7.4 Mean Centering Predictors
In this case, and in many other cases, the intercept does not have a ‘useful’ interpretation for the empirical example. This is because no students had a Grade 1 verbal score equal to 0.
Therefore, if we want to make the intercept more meaningful, we need to make a Grade 1 verbal score with a more meaningful 0 point. Typically we center the predictor variables in regression analysis.
For example, we create a centered variable, \(x^{*}_{1i}\) by subtracting the sample mean, \(\bar{x_1}\) from each observation,
\[ x^{*}_{1i} = x_{1i} - \bar{x_1} \]
Our model becomes
\[ y_i = b_0(1_i) + b_1(x^{*}_{1i}) + \epsilon_i \]

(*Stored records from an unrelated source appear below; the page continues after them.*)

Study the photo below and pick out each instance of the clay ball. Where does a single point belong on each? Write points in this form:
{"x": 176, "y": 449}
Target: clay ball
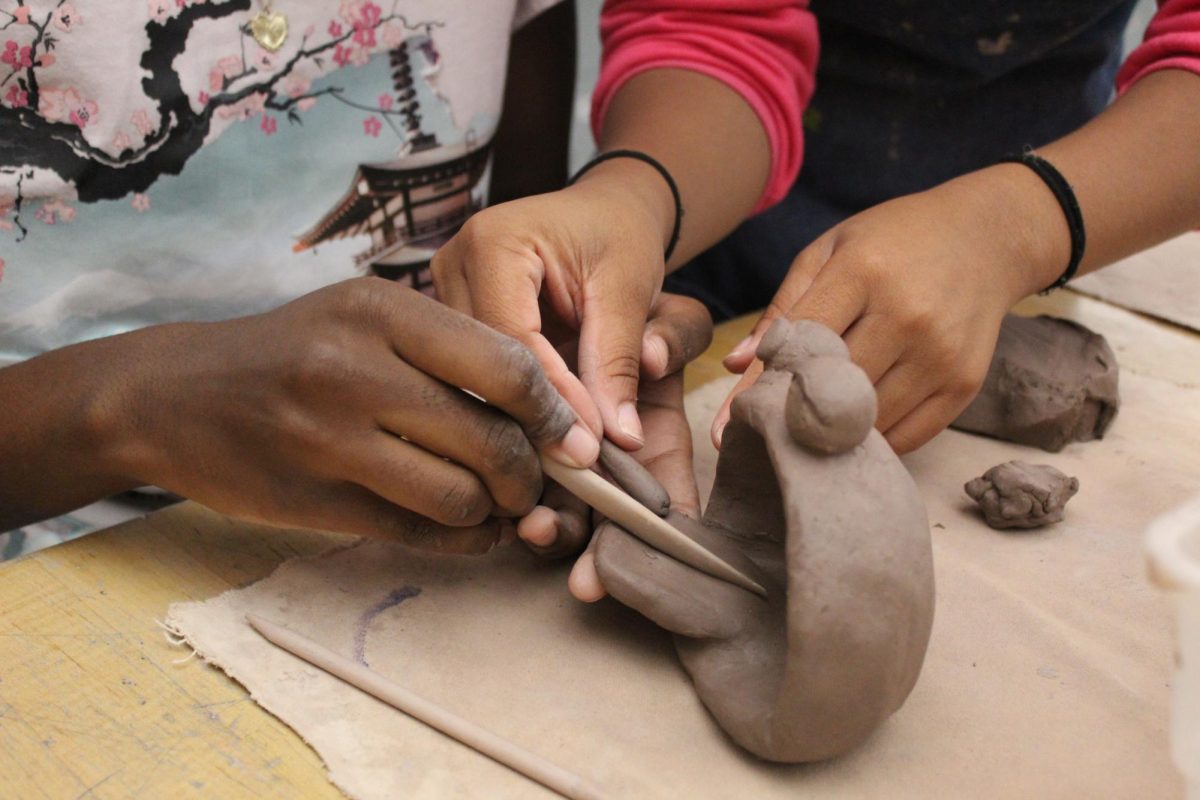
{"x": 831, "y": 405}
{"x": 786, "y": 344}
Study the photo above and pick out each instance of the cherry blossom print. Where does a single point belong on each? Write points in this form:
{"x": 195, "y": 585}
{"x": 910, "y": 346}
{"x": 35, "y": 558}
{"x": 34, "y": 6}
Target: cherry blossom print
{"x": 227, "y": 68}
{"x": 245, "y": 108}
{"x": 16, "y": 97}
{"x": 65, "y": 17}
{"x": 393, "y": 35}
{"x": 141, "y": 120}
{"x": 264, "y": 61}
{"x": 16, "y": 55}
{"x": 63, "y": 104}
{"x": 297, "y": 85}
{"x": 54, "y": 211}
{"x": 160, "y": 10}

We can sample-mean center \(verb_{1i}\) in R as follows
#calculate the mean centered variable
wiscsub$verb1_star <- wiscsub$verb1 - mean(wiscsub$verb1, na.rm = TRUE)

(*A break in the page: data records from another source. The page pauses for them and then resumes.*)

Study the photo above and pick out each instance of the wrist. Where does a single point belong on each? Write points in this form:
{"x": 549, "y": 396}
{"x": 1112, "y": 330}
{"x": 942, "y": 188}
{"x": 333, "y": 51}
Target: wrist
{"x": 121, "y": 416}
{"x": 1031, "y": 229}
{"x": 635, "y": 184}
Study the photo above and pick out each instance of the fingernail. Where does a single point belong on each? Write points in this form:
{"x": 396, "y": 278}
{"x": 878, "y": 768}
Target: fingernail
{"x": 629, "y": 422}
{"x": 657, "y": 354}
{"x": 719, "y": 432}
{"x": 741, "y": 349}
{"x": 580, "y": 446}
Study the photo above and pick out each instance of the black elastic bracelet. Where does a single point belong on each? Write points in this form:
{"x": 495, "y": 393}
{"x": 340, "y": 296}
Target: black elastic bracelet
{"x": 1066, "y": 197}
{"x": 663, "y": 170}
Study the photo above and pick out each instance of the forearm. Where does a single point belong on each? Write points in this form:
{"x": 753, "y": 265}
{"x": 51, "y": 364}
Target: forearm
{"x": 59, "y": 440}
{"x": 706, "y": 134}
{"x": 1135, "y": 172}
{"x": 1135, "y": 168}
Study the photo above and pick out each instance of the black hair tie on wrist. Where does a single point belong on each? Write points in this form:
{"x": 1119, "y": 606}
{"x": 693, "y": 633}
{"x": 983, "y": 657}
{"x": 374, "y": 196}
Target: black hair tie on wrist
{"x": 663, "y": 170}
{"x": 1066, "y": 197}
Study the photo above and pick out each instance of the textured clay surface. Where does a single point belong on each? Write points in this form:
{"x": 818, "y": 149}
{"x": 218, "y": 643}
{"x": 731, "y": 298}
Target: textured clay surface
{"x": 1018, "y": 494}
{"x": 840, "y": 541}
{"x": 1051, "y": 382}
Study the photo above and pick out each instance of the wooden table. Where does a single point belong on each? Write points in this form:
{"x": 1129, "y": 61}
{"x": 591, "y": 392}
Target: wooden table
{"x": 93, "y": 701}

Then we can fit a new model using \(verb^{*}_{1i}\), such that
\[ verb_{2i} = b_0(1_i) + b_1(verb^{*}_{1i}) + \epsilon_i \]
##
## Call:
## lm(formula = verb2 ~ 1 + verb1_star, data = wiscsub, na.action = na.exclude)
##
## Residuals:
## Min 1Q Median 3Q Max
## -11.5305 -3.0362 0.2526 2.7147 12.5020
##
## Coefficients:
## Estimate Std. Error t value Pr(>|t|)
## (Intercept) 25.41534 0.29831 85.20 <2e-16 ***
## verb1_star 0.75495 0.05149 14.66 <2e-16 ***
## ---
## Signif. codes: 0 '***' 0.001 '**' 0.01 '*' 0.05 '.' 0.1 ' ' 1
##
## Residual standard error: 4.261 on 202 degrees of freedom
## Multiple R-squared: 0.5156, Adjusted R-squared: 0.5132
## F-statistic: 215 on 1 and 202 DF, p-value: < 2.2e-16
Note: Mean centering should be used to aid interpretation. Historically, it has been suggested that mean centering will reduce multicollinearity, however this is not the case. See for more information.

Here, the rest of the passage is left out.